内部留保って何?

2013年06月25日 08:24

毎年、決算が発表されるころになると「大企業の内部留保が多すぎる」という話が出てきます。たとえば共産党は「大企業の内部留保は10兆円超ふえたので賃上げしろ」と言っています。内部留保というと、いかにも何にも使わないで会社の中に貯め込んでいる現金みたいな印象を受けますが、そうではありません。

会計上は「内部留保」という項目はなく、「利益剰余金」といいます。これは純利益の中から配当や役員報酬などを引いたもので、主として設備投資に使われます。上の図はWikipediaのちょっと古い数字(財務省法人企業統計)ですが、利益剰余金のうち、ほぼ半分が設備投資です。そもそも利益剰余金は、賃金を払ったあとの利益ですから、そこからさらに賃金を払うというのは賃金の二重取りです。これは株主の資産ですから、「もっと配当しろ」というなら筋は通ります。

たとえば100億円かけて工場を建てた場合、10年償却で今年10億円の費用が計上されたとすると、あとの90億円が利益剰余金ですが、これは金庫に眠っているわけではありません。共産党のいうようにそれを賃金に分配しようとすると、工場を売らないといけない。たとえばソフトバンクの4000億円の利益剰余金のほとんどはスプリントの買収に使われるはずで、負債も莫大だから賃金に回す余裕なんかありません。
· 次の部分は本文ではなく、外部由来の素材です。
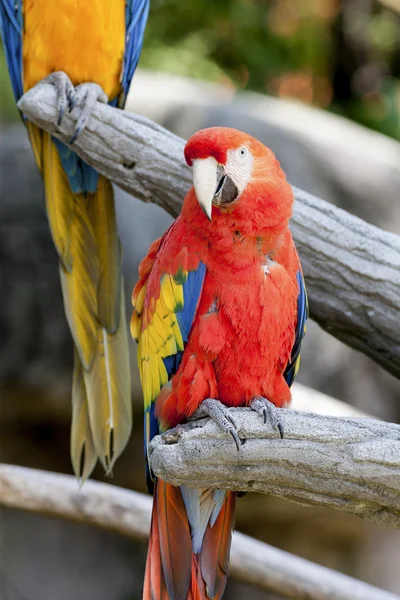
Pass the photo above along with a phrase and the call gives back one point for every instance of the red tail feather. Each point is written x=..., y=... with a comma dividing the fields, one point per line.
x=172, y=571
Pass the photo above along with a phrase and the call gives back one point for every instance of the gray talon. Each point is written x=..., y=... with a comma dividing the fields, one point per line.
x=65, y=92
x=221, y=415
x=86, y=96
x=268, y=411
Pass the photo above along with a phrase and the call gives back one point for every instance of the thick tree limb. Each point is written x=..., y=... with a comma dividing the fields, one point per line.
x=128, y=513
x=352, y=269
x=344, y=463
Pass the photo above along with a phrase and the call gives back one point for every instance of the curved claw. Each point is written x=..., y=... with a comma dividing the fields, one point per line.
x=221, y=415
x=87, y=94
x=65, y=92
x=268, y=411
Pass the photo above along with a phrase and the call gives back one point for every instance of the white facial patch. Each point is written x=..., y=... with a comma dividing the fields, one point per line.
x=239, y=166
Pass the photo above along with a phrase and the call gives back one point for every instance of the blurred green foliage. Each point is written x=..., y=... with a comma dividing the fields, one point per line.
x=342, y=55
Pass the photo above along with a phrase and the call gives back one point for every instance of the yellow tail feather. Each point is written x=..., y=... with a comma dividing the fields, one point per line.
x=83, y=228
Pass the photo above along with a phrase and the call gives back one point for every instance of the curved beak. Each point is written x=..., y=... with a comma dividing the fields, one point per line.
x=205, y=182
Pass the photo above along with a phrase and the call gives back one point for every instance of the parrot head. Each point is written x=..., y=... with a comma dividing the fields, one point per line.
x=237, y=175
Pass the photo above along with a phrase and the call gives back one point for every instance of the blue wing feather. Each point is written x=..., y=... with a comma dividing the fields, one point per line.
x=82, y=177
x=136, y=13
x=11, y=32
x=192, y=288
x=302, y=315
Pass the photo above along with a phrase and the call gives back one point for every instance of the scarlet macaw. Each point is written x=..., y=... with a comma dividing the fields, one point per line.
x=219, y=314
x=97, y=44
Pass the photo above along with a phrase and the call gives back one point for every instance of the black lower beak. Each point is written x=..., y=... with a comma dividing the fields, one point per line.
x=226, y=191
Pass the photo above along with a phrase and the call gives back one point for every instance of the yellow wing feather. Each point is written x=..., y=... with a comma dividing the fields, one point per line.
x=160, y=338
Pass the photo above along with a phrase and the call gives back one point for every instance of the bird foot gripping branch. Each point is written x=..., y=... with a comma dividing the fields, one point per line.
x=84, y=96
x=222, y=416
x=219, y=312
x=67, y=46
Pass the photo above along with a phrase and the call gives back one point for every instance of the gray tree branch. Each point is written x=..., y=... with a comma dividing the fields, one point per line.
x=352, y=269
x=344, y=463
x=128, y=513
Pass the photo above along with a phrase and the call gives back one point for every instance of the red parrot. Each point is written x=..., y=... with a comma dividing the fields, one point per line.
x=94, y=45
x=219, y=314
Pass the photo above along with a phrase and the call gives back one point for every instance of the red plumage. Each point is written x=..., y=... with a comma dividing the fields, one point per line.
x=241, y=338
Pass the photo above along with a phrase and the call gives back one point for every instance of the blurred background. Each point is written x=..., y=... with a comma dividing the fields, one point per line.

ただし、この図にも見られるように、日本の企業の利益剰余金の半分近くが現金や預金として保有されていることには問題があります。これが日本経済の活力を失わせる貯蓄超過です。そもそも企業はお金を借りて投資するのが仕事なんですから、預金が150兆円もあるなんておかしい。

その最大の原因は有望な投資機会がないからで、デフレとかインフレとかは関係ありません。因果関係は逆で、企業の資金需要がマイナスになっているために貸出金利が下がり、政策金利がゼロに貼りついてデフレになるのです。それは国内市場が縮小し、法人税が高く、雇用規制がきびしいからです。

だから日本の会社の問題は「内部留保」が労働者に分配されないことではなく、国内の設備投資に回らないことなのです。これが投資として使われるようになれば、それは他の企業の所得になり、日本経済の活力を増すでしょう。そのためには、法人税の減税などによって企業の投資意欲を増すことが大事です。